Imagine you have a closet full of robots at the ready, my therapist said. Which of your various obligations would you assign to a robot? Which tasks and activities would you reserve for yourself, because you enjoy them too much to delegate them even to a robot who’s better than you?
Her question brought me up short. I’ve been thinking about it ever since.
Would I let my robot make dinner? Hell, yeah, though I kind of do that anyway (if by “robot” you mean “husband”). I love family dinner, and my husband’s an amazing cook, so no robots at the actual table. Homework? Definitely. Carpool? It depends. I hate driving, especially in the early morning, but the kids are their most voluble in the car. I don’t want the robot to have those important and revelatory conversations with them. Would I ask my robot to write my novels for me? If she really could do it better, then I might. I wouldn’t let her do my writing every single day, but I’d definitely let her take over on days like today. I wonder how many mornings a week I would consider the prospect of a day spent hunched over a keyboard, sweating myself into a self-hating misery only to produce a constipated paragraph of crappy prose, and then decide to whistle up a robot and take myself out for a walk? Too many, I fear. Would I assign a robot the task of writing screenplays? Not the first draft—those are fun to write—but definitely the rewrites. Robot Ayelet will be in charge of all Hollywood notes calls and revisions. But I wouldn’t cede to her these pages. I’m having too much fun writing them.

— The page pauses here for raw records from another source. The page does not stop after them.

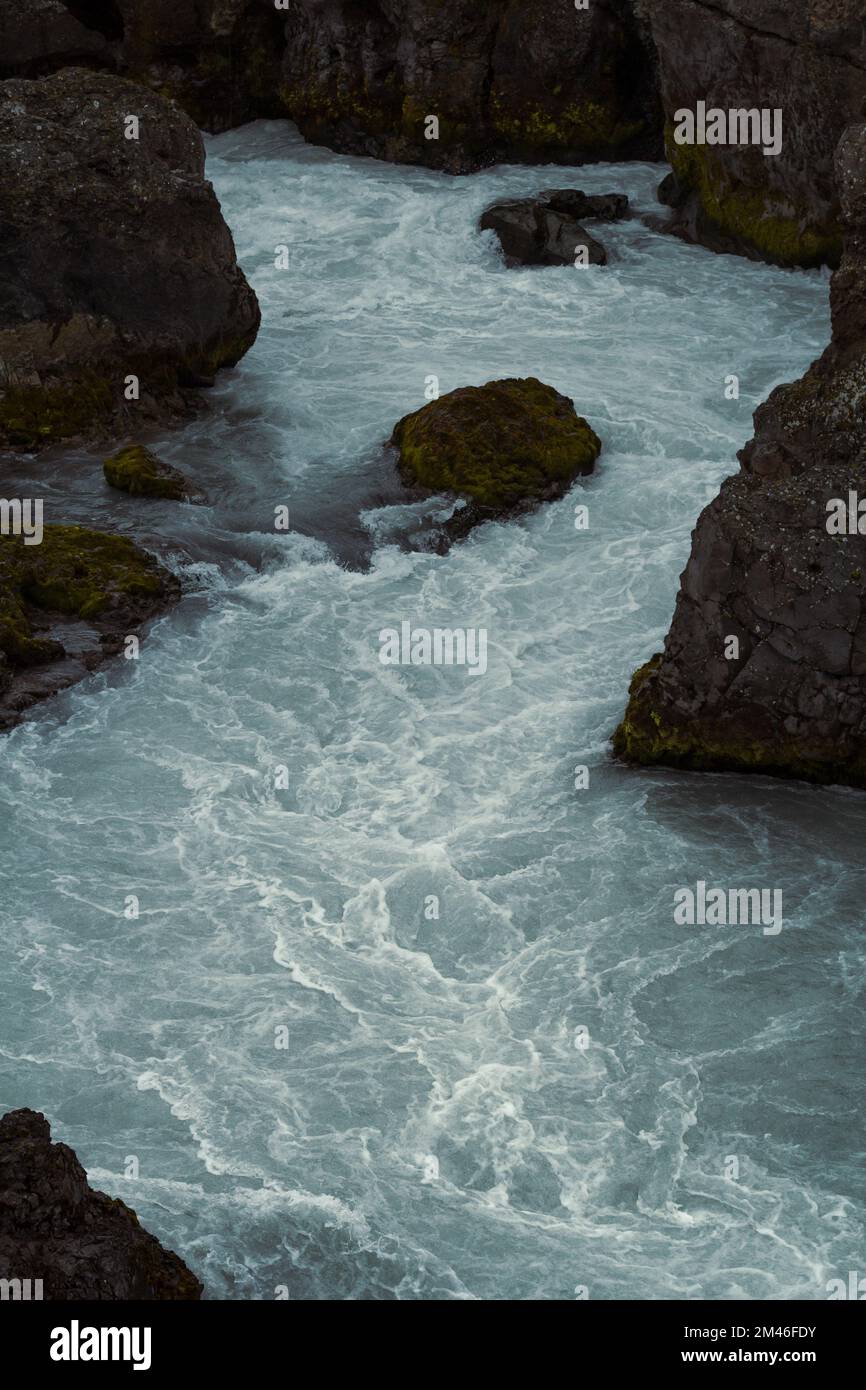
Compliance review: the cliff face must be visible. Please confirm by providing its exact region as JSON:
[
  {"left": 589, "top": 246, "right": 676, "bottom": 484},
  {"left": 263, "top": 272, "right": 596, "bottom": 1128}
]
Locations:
[
  {"left": 644, "top": 0, "right": 866, "bottom": 265},
  {"left": 614, "top": 122, "right": 866, "bottom": 787},
  {"left": 0, "top": 1111, "right": 202, "bottom": 1301},
  {"left": 281, "top": 0, "right": 660, "bottom": 172},
  {"left": 0, "top": 68, "right": 260, "bottom": 449}
]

What about leisure activities? I’d read my own books and watch my own movies and TV, but Robot Ayelet is headed for the gym. I’d be happy never to waste another minute of my life lifting a hand weight or squatting. (I’m not sure how her fitness would transfer to me, but robotics is a young science, and I’m sure we will figure it out!) I guess I’ll do my own hiking, but not every day. Robot Ayelet and I can split the forest walks down the middle. I wouldn’t let Robot Ayelet near my husband, especially since she’s such a sex goddess.*3
It’s remarkable how clarifying it is to contemplate which parts of my life I’d turn over to Robot Ayelet. We all lead lives of obligation, some of which we can’t avoid. Back to School Night and Pilates are necessary evils. But I work, after all, for myself. If I’d just as soon assign a task to a work robot, maybe I shouldn’t be doing it at all.
Robot Ayelet would never need to microdose. Every one of her days would be really good. She’d be perpetually cheerful, focused, centered. Oh God—the thought suddenly occurs to me—am I microdosing in order to turn myself into Robot Ayelet? No! That can’t be. I don’t want to be a soulless, perpetually cheerful robot!
There is, however, a way to consider the robot question that’s relevant to my experiment. If the point of microdosing is to look at things in a different way, to learn how to respond to life’s mundane adversities with equanimity rather than irritability, then part of that must be to figure out what things in my life I need to approach differently. The robot dilemma poses the question of what in your life do you value, what gives you satisfaction or joy. Microdosing has given me the space in my mind to consider that question in a way I don’t believe I would have otherwise. I should talk this over with my therapist. I’m going to have to tell her about the experiment. I just hope she doesn’t grade me down.